第89回ライブでのトラブル
ライブでのトラブルで比較的多いのがメンバーの欠席である。事前連絡のあるドタキャンならまだ許せるが待っても現れない「すっぽかし」となると最悪である。あるイベント会場での演奏であったが待てど暮らせどピアニストが現れない。大勢の観客は開演を待ち、主催者からはまだですか?と催促は受ける。結局ピアノ抜きのデュオでスタートせざるを得なかった。演奏上は何とか1ステージを終えたものの主催者には顔向けができない。

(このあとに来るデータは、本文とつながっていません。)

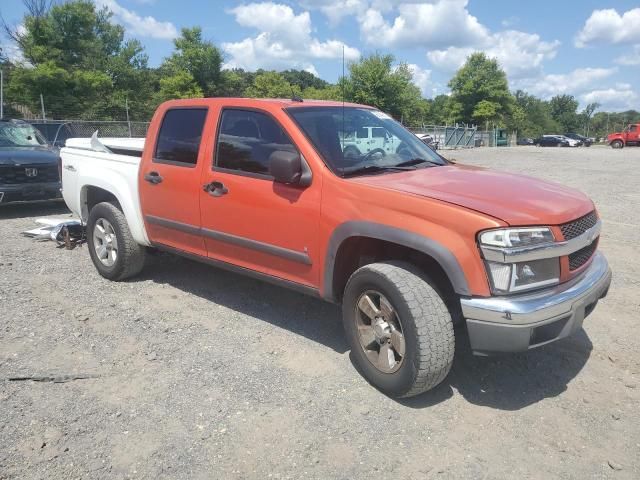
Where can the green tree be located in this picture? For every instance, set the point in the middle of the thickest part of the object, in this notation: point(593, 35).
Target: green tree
point(374, 81)
point(234, 82)
point(199, 58)
point(78, 60)
point(179, 85)
point(330, 92)
point(304, 79)
point(537, 116)
point(481, 90)
point(564, 112)
point(271, 85)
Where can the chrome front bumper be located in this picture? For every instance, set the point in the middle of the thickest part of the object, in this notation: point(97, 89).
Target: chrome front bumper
point(520, 322)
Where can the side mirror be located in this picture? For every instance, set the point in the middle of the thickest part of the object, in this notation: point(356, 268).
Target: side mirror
point(289, 168)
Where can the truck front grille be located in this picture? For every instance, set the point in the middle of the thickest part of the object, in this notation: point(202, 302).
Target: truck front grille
point(18, 175)
point(578, 227)
point(582, 256)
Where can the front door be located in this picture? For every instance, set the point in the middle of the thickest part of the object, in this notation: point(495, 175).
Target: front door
point(248, 219)
point(170, 181)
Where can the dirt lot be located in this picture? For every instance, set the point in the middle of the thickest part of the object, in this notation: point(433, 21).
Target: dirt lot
point(200, 373)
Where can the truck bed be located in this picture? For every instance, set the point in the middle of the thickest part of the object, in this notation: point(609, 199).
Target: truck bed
point(85, 169)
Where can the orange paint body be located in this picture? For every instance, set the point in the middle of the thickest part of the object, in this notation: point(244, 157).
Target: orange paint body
point(448, 205)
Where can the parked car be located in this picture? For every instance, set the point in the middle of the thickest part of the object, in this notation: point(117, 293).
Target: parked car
point(368, 138)
point(428, 140)
point(586, 141)
point(553, 141)
point(29, 167)
point(406, 241)
point(629, 136)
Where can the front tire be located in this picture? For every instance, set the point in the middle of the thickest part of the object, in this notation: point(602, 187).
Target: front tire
point(113, 250)
point(399, 329)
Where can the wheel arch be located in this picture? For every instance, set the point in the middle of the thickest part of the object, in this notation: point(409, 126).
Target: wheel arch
point(93, 193)
point(345, 254)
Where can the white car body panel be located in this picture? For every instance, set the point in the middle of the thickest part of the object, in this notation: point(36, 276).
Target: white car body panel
point(83, 168)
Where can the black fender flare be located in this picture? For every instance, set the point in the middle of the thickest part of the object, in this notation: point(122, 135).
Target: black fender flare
point(441, 254)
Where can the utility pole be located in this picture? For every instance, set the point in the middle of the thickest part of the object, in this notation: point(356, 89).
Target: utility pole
point(1, 93)
point(126, 106)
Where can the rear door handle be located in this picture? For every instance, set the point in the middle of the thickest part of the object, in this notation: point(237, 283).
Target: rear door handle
point(215, 189)
point(153, 178)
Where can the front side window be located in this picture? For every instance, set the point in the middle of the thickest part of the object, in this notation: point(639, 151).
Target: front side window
point(180, 135)
point(335, 133)
point(247, 139)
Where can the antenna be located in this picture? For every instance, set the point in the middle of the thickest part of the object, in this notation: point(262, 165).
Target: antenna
point(343, 85)
point(294, 97)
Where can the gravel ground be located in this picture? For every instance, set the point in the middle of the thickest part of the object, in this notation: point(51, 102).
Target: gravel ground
point(199, 373)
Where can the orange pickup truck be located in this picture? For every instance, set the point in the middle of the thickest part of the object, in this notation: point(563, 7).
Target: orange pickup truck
point(406, 241)
point(629, 136)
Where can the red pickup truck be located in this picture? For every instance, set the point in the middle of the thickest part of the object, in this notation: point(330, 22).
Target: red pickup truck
point(406, 241)
point(629, 136)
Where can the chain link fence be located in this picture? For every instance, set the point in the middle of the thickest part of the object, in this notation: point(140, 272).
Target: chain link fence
point(58, 131)
point(448, 136)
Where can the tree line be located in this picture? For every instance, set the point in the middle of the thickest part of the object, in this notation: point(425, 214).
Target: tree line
point(84, 68)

自分が病気や事故でドタキャンした経験はないがマウスピース(唄口)を忘れた事がある。楽器はマウスピースがないと音は出ない。リハの間に家に取りに行き辛うじて本番に間に合ったのである。
楽器の故障も深刻である。ある時気持ちよく演奏していたら自分のアドリブソロから急に音が出なくなった。この時は焦った。出ない音を避けてフレーズを作りまさに薄氷を踏む思い。原因は一箇所ビスが緩んでいたことだったのである。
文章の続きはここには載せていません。